[GPU] Fix implicit concat fusing blocked for feature-axis and multi-user predecessors by deepaks2 · Pull Request #36032 · openvinotoolkit/openvino

deepaks2 · 2026-05-21T15:16:33Z

prepare_buffer_fusing was skipping in-place (zero-copy) concat fusing due to two overly conservative guards on the oneDNN static path.

First, concat_out_l.batch() > 1 was returning false unconditionally for any concat when the output batch size exceeded one. The check was intended for batch-axis concat, where block formats are not contiguous across batch elements. For feature-axis (axis=1) concat the 64-byte alignment check already in place is the correct correctness gate; the batch check is only needed when concat_axis_index == 0.

Second, get_users().size() > 2 rejected any predecessor with more than two consumers regardless of what those consumers were. The existing available_pred lambda already enumerates node types whose kernels never access padded regions (convolution, pooling, activation, eltwise, reorder, etc.). Fusing is safe whenever every non-concat user of the predecessor passes that check.

On YOLOv8s FP16 explicit concat kernel count drops from 15 to 2 at batch=8, reducing latency by ~36% at batch=8 on Intel iGPU.

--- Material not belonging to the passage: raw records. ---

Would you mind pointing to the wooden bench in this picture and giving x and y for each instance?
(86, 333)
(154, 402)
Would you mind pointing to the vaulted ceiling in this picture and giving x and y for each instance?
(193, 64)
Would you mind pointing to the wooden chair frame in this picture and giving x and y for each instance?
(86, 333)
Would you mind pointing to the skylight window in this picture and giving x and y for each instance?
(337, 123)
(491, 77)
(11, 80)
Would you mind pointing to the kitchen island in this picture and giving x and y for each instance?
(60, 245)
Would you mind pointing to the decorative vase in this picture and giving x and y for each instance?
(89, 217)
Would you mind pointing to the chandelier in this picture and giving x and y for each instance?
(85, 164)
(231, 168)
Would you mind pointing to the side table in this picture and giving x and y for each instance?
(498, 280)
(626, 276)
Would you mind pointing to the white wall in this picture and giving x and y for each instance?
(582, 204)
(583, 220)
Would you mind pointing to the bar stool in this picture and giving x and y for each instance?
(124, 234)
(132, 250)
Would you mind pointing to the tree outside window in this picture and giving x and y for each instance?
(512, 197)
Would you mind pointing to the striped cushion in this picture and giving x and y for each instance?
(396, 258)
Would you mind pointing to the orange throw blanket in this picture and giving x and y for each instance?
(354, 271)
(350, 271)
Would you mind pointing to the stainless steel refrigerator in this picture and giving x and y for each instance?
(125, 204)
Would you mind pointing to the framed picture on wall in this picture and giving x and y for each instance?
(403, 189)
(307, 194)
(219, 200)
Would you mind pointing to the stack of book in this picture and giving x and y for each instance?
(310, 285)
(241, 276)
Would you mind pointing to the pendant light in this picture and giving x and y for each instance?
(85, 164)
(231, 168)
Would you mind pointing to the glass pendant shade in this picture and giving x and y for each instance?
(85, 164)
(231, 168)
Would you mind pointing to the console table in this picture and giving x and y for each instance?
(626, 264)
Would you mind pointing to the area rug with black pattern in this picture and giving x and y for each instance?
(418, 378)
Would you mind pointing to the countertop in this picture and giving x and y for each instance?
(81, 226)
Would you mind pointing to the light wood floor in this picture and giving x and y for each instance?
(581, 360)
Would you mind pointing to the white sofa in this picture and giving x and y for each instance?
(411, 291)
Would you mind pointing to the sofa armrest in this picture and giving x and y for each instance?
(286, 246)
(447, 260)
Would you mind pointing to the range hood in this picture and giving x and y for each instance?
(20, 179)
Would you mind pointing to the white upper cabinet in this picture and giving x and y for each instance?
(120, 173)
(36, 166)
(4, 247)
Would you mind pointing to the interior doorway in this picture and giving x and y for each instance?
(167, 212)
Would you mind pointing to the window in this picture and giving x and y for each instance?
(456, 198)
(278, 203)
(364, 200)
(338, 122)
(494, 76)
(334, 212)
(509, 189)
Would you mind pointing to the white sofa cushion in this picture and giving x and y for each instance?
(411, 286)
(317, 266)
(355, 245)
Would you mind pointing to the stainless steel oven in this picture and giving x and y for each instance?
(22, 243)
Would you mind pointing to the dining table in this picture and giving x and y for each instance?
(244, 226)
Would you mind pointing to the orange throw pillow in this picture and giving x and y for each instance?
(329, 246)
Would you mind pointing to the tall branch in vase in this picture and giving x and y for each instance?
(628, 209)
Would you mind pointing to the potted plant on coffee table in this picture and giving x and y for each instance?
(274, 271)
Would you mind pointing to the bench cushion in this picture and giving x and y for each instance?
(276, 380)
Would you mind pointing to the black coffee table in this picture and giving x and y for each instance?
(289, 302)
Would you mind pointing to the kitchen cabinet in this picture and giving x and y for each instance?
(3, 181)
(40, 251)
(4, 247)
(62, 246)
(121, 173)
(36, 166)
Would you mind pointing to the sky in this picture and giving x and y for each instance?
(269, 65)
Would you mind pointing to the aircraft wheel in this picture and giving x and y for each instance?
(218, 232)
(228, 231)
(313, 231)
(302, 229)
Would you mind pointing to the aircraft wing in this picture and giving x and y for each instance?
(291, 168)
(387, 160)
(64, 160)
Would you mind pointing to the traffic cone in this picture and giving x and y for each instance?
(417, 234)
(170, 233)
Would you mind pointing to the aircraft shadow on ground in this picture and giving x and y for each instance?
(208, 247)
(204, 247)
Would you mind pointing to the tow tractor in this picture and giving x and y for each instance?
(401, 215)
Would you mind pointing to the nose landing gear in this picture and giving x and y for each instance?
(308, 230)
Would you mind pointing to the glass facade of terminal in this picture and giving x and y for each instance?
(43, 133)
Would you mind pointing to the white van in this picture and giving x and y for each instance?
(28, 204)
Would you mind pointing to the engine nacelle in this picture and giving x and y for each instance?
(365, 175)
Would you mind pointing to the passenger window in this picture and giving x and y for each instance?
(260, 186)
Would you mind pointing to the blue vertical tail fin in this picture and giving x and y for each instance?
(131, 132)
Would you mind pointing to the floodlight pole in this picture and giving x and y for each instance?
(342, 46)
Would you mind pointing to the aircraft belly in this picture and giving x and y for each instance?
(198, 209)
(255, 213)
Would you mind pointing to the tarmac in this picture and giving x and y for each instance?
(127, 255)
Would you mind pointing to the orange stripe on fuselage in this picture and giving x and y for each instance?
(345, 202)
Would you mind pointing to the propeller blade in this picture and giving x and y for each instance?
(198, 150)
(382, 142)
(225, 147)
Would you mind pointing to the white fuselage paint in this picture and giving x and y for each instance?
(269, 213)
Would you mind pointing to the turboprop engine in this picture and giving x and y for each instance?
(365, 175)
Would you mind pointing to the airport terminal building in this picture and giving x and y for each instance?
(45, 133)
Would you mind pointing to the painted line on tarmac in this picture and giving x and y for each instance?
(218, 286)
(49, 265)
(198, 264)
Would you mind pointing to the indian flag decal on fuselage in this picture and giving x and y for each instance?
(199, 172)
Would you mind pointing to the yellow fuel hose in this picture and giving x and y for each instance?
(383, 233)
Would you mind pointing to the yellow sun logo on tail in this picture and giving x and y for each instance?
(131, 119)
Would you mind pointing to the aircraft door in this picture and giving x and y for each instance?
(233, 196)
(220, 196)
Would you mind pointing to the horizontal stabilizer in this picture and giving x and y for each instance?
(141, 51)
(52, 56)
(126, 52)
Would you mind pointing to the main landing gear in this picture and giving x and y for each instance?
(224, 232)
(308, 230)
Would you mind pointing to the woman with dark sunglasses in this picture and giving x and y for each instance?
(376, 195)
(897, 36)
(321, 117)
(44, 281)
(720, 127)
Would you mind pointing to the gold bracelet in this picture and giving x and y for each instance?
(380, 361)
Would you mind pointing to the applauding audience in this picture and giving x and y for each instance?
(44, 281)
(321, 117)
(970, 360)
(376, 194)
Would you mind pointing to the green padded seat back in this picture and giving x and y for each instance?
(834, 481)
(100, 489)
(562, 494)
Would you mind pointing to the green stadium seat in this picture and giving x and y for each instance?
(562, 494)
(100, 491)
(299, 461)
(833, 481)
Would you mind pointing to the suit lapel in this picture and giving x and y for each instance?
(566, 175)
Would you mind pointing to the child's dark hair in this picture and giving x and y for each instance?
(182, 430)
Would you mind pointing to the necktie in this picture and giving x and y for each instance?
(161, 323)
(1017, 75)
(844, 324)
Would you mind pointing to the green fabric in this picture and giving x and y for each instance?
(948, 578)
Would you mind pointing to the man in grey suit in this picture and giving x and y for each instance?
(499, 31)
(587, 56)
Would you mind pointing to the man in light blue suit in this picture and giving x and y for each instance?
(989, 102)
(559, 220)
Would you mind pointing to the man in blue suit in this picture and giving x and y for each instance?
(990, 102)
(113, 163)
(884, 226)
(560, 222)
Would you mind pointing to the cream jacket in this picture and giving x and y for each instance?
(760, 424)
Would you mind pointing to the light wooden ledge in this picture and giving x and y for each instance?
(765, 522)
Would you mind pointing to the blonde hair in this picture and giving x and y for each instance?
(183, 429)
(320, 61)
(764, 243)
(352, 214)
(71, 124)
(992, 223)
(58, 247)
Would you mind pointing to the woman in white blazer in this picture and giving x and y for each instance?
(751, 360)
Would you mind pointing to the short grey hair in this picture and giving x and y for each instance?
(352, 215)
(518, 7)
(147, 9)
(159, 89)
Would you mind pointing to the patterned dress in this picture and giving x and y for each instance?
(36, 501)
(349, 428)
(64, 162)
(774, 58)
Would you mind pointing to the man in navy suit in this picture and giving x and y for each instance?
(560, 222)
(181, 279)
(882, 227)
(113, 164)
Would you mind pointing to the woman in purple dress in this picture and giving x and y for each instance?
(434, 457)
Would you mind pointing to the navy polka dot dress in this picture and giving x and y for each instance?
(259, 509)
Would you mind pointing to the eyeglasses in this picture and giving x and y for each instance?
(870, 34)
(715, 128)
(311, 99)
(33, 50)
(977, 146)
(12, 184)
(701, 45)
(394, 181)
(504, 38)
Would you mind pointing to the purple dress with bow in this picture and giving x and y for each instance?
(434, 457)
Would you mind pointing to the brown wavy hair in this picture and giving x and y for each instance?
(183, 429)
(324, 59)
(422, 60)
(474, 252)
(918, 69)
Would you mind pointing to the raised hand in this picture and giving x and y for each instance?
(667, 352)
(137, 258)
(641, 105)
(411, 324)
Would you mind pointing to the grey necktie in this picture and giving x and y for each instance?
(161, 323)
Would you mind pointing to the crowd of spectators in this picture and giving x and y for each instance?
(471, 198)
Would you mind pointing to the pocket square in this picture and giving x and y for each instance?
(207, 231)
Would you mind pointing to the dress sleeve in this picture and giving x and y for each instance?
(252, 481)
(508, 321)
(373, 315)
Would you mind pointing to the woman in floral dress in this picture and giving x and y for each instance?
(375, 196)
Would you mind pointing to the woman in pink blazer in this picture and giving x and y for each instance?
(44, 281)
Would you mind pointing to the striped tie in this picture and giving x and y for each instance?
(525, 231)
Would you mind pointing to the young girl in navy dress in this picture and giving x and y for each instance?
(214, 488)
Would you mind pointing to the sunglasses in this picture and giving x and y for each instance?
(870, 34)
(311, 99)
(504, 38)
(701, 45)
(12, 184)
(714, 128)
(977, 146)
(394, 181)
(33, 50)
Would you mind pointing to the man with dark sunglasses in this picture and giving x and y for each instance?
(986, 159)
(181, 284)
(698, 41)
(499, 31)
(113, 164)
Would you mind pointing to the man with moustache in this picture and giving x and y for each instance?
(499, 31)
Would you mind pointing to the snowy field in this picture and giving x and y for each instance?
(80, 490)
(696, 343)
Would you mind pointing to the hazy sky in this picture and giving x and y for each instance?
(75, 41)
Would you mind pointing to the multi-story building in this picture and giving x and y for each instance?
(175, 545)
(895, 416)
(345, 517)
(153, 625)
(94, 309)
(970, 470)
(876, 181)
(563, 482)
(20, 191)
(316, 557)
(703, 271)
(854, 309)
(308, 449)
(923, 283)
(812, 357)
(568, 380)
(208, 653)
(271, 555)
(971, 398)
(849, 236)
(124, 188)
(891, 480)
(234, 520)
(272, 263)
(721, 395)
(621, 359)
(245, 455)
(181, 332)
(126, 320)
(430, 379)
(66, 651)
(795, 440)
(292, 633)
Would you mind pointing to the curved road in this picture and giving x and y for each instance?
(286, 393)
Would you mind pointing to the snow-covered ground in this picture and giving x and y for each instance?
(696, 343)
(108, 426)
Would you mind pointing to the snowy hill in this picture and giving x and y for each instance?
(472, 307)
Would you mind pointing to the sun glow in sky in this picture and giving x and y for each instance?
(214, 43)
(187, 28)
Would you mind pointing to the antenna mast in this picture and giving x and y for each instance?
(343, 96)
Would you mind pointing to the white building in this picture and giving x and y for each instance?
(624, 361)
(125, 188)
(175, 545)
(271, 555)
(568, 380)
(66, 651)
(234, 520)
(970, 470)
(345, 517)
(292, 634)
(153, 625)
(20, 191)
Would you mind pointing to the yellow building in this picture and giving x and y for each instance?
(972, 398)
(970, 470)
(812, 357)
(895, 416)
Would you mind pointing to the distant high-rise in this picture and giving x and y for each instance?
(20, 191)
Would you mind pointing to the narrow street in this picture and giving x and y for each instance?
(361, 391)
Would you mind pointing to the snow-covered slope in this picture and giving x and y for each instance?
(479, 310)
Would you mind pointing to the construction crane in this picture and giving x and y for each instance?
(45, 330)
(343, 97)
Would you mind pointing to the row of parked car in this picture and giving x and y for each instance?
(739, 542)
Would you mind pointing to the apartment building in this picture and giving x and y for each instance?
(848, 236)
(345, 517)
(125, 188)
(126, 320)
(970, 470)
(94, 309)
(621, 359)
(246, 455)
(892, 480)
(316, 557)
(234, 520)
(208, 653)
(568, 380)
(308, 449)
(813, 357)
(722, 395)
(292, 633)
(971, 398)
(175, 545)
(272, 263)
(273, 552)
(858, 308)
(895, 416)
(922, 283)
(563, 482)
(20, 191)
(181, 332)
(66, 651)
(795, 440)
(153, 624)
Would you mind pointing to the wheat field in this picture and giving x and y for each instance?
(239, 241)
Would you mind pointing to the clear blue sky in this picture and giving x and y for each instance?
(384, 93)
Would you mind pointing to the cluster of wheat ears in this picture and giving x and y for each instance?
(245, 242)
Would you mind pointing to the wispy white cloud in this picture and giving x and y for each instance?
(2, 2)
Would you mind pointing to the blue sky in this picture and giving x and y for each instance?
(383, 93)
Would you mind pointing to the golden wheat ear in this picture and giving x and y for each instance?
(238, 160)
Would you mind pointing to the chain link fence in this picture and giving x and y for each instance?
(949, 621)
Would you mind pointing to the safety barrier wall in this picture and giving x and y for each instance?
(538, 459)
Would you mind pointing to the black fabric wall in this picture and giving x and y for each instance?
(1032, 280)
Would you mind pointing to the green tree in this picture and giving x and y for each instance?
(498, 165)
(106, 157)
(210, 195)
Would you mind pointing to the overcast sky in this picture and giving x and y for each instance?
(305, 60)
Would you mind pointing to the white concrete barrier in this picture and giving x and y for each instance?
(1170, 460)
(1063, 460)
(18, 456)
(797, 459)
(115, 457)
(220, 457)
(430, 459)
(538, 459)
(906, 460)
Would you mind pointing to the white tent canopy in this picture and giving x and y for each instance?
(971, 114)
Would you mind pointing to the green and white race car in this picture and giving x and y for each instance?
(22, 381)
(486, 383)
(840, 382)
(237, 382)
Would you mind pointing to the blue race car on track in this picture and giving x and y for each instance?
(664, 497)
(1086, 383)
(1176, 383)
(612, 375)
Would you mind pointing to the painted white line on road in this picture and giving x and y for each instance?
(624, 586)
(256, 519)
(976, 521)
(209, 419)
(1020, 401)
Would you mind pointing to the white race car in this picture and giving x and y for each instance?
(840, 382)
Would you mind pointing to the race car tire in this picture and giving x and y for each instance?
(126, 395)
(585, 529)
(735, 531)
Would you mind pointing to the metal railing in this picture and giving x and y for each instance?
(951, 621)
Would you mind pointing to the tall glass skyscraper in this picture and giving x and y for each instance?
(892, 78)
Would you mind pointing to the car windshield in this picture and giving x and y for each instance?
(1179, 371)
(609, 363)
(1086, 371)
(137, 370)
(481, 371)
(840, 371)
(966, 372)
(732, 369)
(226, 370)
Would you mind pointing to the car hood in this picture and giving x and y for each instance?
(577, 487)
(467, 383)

Two unit tests are added to prepare_buffer_fusing_test.cpp covering the corrected code paths; all 37 existing tests continue to pass.

Tickets:
CVS-187256

AI Assistance:
*AI assistance used: yes
AI was used for test generation and Human reviewed and run all unit tests manually

clee30 · 2026-05-22T01:56:01Z

build_jenkins

p-durandin · 2026-05-22T12:28:23Z

build_jenkins

clee30 · 2026-05-26T03:55:01Z

build_jenkins

Lyamin-Roman · 2026-06-01T12:05:02Z

+// batch=2 with feature-axis concat is now correctly fused after removing the
+// overly conservative batch>1 guard (which is only needed for batch-axis concat).


This comment is not needed here

Suggested change

// batch=2 with feature-axis concat is now correctly fused after removing the

// overly conservative batch>1 guard (which is only needed for batch-axis concat).

Updated the code

Still not deleted

Lyamin-Roman · 2026-06-01T12:19:18Z

+// padding on the input side. reorder and permute are excluded because some of their
+// implementations copy over raw buffer byte ranges and would include padding bytes.
+auto reads_padded_input_safely = [](const program_node& user) {
+    return user.is_type<convolution>()   ||


Will everything work fine when using onednn implementations, for example for convolution?
This is not checked in tests
Also what about can_be_optimized case?

Added the check for can_be_optimized case

I still don't see a test with onednn impl (for example for convolution)

Lyamin-Roman · 2026-06-01T12:41:31Z

+        return;
+
+    // batch=2, feature-axis concat with b_fs_yx_fsv16 — previously blocked by the batch>1 guard
+    auto in_layout1 = layout{ ov::PartialShape{2, 16, 4, 4}, data_types::f32, format::bfyx };


Can you use a more awkward shape for the test? And test 3 inputs
For example: [3, 16, 2, 3], [3, 32, 2, 3], [3, 16, 2, 3]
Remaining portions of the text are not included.